宝塚歌劇団月組トップスター、龍真咲(りゅう・まさき)の退団公演「NOBUNAGA〈信長〉-下天の夢-」「Forever LOVE!!」が10日、兵庫・宝塚大劇場で開幕した。

 トップ在位4年に及んだ龍が、最後に臨んだ“男”は織田信長だった。武家社会に異風を吹き込んだ信長を、和物ながらに楽曲はロックでつづった異色ミュージカル。男役16年の龍自身の生きざまを重ねて描いた芝居に仕上がった。

 けいこ中には「男役・龍真咲の人生を(信長に)掛け合わせて演じたい」と話していた通り、信長らしい圧倒的なカリスマ性と、トップならではの孤独感を投影させ、ロック版・信長を作り上げた。

 「さあ、行こう!」。芝居のエンディングでは、退団後、新たな人生を歩む龍自身の思いともとれるセリフで締めた。

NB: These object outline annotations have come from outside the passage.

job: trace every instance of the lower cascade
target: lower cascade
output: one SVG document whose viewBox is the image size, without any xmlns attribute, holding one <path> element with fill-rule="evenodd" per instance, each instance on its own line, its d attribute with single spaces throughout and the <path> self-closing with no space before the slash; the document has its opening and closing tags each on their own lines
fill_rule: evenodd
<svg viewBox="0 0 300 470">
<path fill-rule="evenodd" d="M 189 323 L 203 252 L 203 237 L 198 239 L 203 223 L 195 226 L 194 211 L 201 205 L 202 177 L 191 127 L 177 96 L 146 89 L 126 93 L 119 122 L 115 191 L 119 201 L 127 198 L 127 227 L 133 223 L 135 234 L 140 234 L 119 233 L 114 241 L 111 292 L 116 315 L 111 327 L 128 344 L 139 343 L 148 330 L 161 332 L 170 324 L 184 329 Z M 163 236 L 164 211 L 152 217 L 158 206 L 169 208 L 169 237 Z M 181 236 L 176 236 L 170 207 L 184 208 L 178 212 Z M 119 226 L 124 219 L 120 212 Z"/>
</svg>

 入団前から宝塚ファンだった龍だけに、最後の公演は、タカラヅカを象徴する「夢」と「愛」を詰め込んだ。芝居は、天下取りへの「夢」を追った織田信長を描き、ショーでは支えてくれたファン、仲間との「愛」を歌い上げた。

 「プロローグの後は中詰めの連続。私も出ずっぱりだし、一気にフィナーレへ行きます」。“予告”通り、約1時間のショーも、フルスロットルで駆け抜ける。オリジナル曲の合間には「真咲を愛してくれて、ありがとう」と、メッセージも入れた。

 「龍は…愛を蒔(ま)いた…」などと、男役集大成の“サヨナラ仕様”のナンバーも織り交ぜ、ラストステージの有終を飾る。

 月組一筋で育った龍は、仲間との固い絆にも感謝。トップ娘役の愛希(まなき)れいか、次期トップに内定している珠城(たまき)りょうとのからみも披露した。

 愛希とのデュエットダンスこそないものの、男役スターの凪七瑠海(なぎな・るうみ)、美弥(みや)るりか、さらには専科から出演している同期の沙央(さおう)くらまが女役にふんし、龍とコンビを組み、絆と愛を表現していた。

 また、同新人公演の主演が決まっている5年目の暁千星(あかつき・ちせい)は、信長側近の主要キャストで出演。父の元南海最多勝投手、山内和宏氏譲りの度胸の良さを発揮した。

 故夏目雅子さん、故田中好子さんのめいにあたる風間柚乃(かざま・ゆの)も信長小姓などの役を演じ、若手スターもはつらつとした演技。今春、入団したばかりの君島十和子さんの長女、蘭世恵翔(らんぜ・けいと)も、月組生としてのスタートを切った。

 宝塚大劇場公演は7月18日まで。東京宝塚劇場は8月5日~9月4日。龍は東京公演千秋楽で、劇団を退団する。